Some people can still remember the notorious cross border bandit, Amani Tidjani, who terrorised Nigerians during the administration of former President Olusegun Obasanjo. It was a terrible situation. Nigeria’s security agencies gave the nation the impression that he was invincible until one day in 2003 when President Obasanjo’s daughter, Iyabo’s convoy, was attacked by Tidjani and his men. That was the day of salvation of Nigerians. Obasanjo swiftly closed the Nigerian-Benin border and told Mathew Kerekou, the Beninois president that the border would not be opened until Tidjani was released to Nigeria. All of a sudden, the Nigerian police, immigration, customs and everybody went into action and Tidjani was arrested in a matter of days.
Is it wrong for Obasanjo and Buhari to be protective over their children? Absolutely not! It is normal and indeed natural for parents to be sensitive and caring where the health and wellbeing of their children are concerned. Where I however have problem with Nigerian leaders is when they are indifferent to the welfare and wellbeing of other people that they are constitutionally empowered to protect. Let’s face it. Is it possible for a child of any sitting Nigerian president to suffer the fate of Leah? The federal government will leave no stone unturned in its bid to rescue the president’s child. If it means deploying the entire nation’s military power to fight the Boko Haram sect or spending all the money in the country’s treasury to free the child, the Nigerian government would do it.
This is the crux of the matter. Until leadership is taken as a responsibility towards the entire population, Nigeria will continue to wallow in the ocean of mediocrity. Truth be told, Nigerian leaders are selfish. The evidence is everywhere. They don’t care about the quality of education at the primary, secondary and tertiary levels because their children don’t attend these schools. They send their children to the best institutions abroad and still have the audacity to tell us to our face that they do so because they can afford it. You then wonder where they get the money from when the official salary of a Nigerian president is not even up to N5 million per month.
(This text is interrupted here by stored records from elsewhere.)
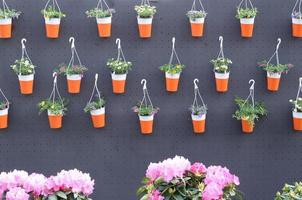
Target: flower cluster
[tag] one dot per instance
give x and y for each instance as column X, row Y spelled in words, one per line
column 19, row 185
column 177, row 178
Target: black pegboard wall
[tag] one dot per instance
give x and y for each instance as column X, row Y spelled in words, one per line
column 118, row 155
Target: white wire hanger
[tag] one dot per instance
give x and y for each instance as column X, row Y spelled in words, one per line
column 24, row 55
column 197, row 95
column 251, row 96
column 54, row 4
column 146, row 98
column 74, row 53
column 95, row 90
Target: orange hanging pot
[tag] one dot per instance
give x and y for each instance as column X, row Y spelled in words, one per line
column 222, row 81
column 118, row 83
column 26, row 83
column 104, row 27
column 247, row 27
column 4, row 118
column 273, row 81
column 6, row 28
column 199, row 123
column 55, row 120
column 74, row 83
column 98, row 118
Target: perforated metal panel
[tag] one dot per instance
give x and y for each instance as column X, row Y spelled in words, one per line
column 118, row 155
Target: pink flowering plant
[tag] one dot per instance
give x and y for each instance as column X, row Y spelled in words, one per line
column 178, row 179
Every responsible government protects the lives of their citizenry. That is partly why it took the British government six years to convict the boys responsible for Damilola’s death to act as deterrence to others. Leah has no business being in Boko Haram’s enclave, let alone being forcefully married and nursing a baby for a terrorist. This is government failure at the highest level. In sane climes, citizens can force a president to resign over this issue.
Nigerian leaders owe the people the duty to care, protect and provide basic amenities for them. Securing the lives of Nigerians and protecting the nation’s territorial integrity is government’s primary responsibility. It is the inalienable right of Nigerians to have access to good infrastructural facilities, hospitals and schools in a secured environment. These things are not favours. They are the duties that Nigerian leaders are paid to do. These functions are constitutionally assigned. Whoever fails to perform them is not fit to be in a leadership position. It is unacceptable for Nigerian leaders to continue to be lackadaisical about things that affect the common man’s welfare and at the same time feel comfortable deploying the nation’s resources in taking care of themselves and their families. President Buhari should bring back Leah Sharibu now.